In the first quarter of fiscal 2019, PDMCX received approval for unsecured credit of $25.0 million, pursuant to which PDMCX may enter into separate loan agreements. Under this credit agreement (the “Working Capital Loans”), PDMCX can borrow up to 140.0 million RMB to pay value-added taxes (“VAT”) and up to 60.0 million RMB to fund operations; combined total borrowings are limited to $25.0 million. As of February 2, 2020, PDMCX had outstanding 44.8 million RMB ($6.5 million) to fund operations, with repayments due one year from the borrowing dates of the separate loan agreements. As of February 2, 2020, PDMCX had outstanding 64.6 million RMB ($9.3 million) borrowed to pay VAT. Payments on these borrowings are due semiannually, at an increasing rate, through January 2022. See Note 5 of the condensed consolidated financial statements for additional information on these loans.
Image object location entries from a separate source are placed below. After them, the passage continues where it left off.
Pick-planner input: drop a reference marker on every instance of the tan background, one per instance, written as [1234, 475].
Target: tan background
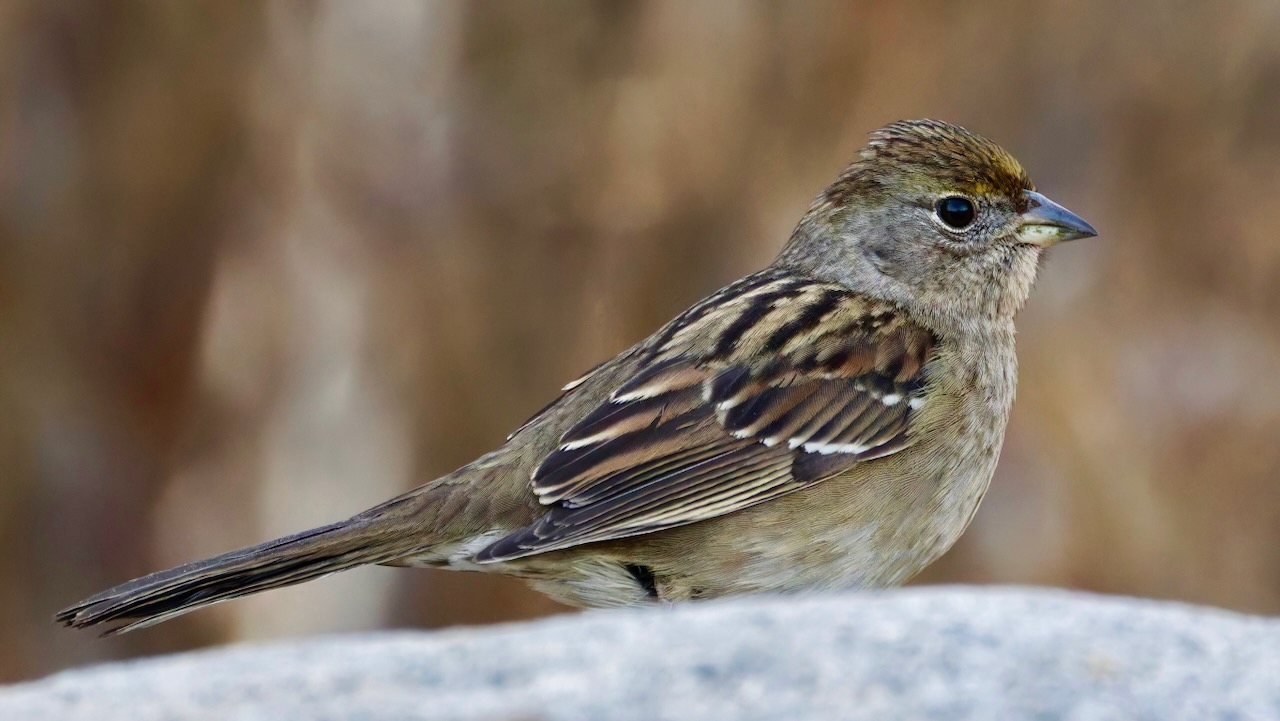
[265, 264]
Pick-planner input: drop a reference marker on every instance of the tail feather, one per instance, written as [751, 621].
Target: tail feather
[284, 561]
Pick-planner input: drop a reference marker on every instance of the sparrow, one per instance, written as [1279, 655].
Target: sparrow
[831, 421]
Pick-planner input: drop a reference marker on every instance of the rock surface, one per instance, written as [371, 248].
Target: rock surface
[945, 653]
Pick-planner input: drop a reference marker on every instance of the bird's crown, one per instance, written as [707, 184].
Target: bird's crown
[940, 156]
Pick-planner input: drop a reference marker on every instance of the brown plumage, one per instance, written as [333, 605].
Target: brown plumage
[830, 421]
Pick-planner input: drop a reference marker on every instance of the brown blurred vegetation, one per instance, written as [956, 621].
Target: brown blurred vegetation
[265, 264]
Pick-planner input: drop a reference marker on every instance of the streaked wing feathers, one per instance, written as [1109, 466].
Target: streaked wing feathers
[771, 384]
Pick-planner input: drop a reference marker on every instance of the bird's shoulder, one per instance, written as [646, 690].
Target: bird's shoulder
[771, 384]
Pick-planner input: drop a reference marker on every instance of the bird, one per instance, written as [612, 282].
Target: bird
[831, 421]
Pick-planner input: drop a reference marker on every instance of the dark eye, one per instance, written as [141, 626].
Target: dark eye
[956, 211]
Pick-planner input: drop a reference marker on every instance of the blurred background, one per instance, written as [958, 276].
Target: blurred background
[265, 264]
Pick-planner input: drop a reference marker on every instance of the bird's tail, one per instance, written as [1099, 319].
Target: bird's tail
[284, 561]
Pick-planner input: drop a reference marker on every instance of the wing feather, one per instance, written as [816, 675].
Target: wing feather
[769, 386]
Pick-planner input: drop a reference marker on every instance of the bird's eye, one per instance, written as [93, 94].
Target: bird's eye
[956, 211]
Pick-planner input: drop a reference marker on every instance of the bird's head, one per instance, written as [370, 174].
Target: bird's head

In the fourth quarter of fiscal 2018, we entered into a five-year amended and restated credit agreement (“the credit agreement”), which has a $50 million borrowing limit, with an expansion capacity to $100 million. The credit agreement is secured by substantially all of our assets located in the United States and common stock we own in certain foreign subsidiaries. The credit agreement includes minimum interest coverage ratio, total leverage ratio, and minimum unrestricted cash balance covenants (all of which we were in compliance with at February 2, 2020), and limits the amount of dividends, distributions, and redemptions we can pay on our stock to an aggregate amount of $50 million. We had no outstanding borrowings against the credit agreement at February 2, 2020, and $50 million was available for borrowing. The interest rate on the credit agreement (2.65% at February 2, 2020) is based on our total leverage ratio at LIBOR plus a spread, as defined in the credit agreement.
In the fourth quarter of fiscal 2018, the Company’s board of directors authorized the repurchase of up to $25 million of its common stock, to have been executed in open-market transactions or in accordance with a repurchase plan under Rule 10b5-1 of the Securities Act of 1933 (as amended). The share repurchase program commenced, under Rule 10b5-1, on October 22, 2018, and was terminated on February 1, 2019. In total, we repurchased 1.5 million shares at a cost of $13.8 million (an average of $9.41 per share) under this authorization.
Results of Operations
Three Months ended February 2, 2020
The following table presents selected operating information expressed as a percent of revenue.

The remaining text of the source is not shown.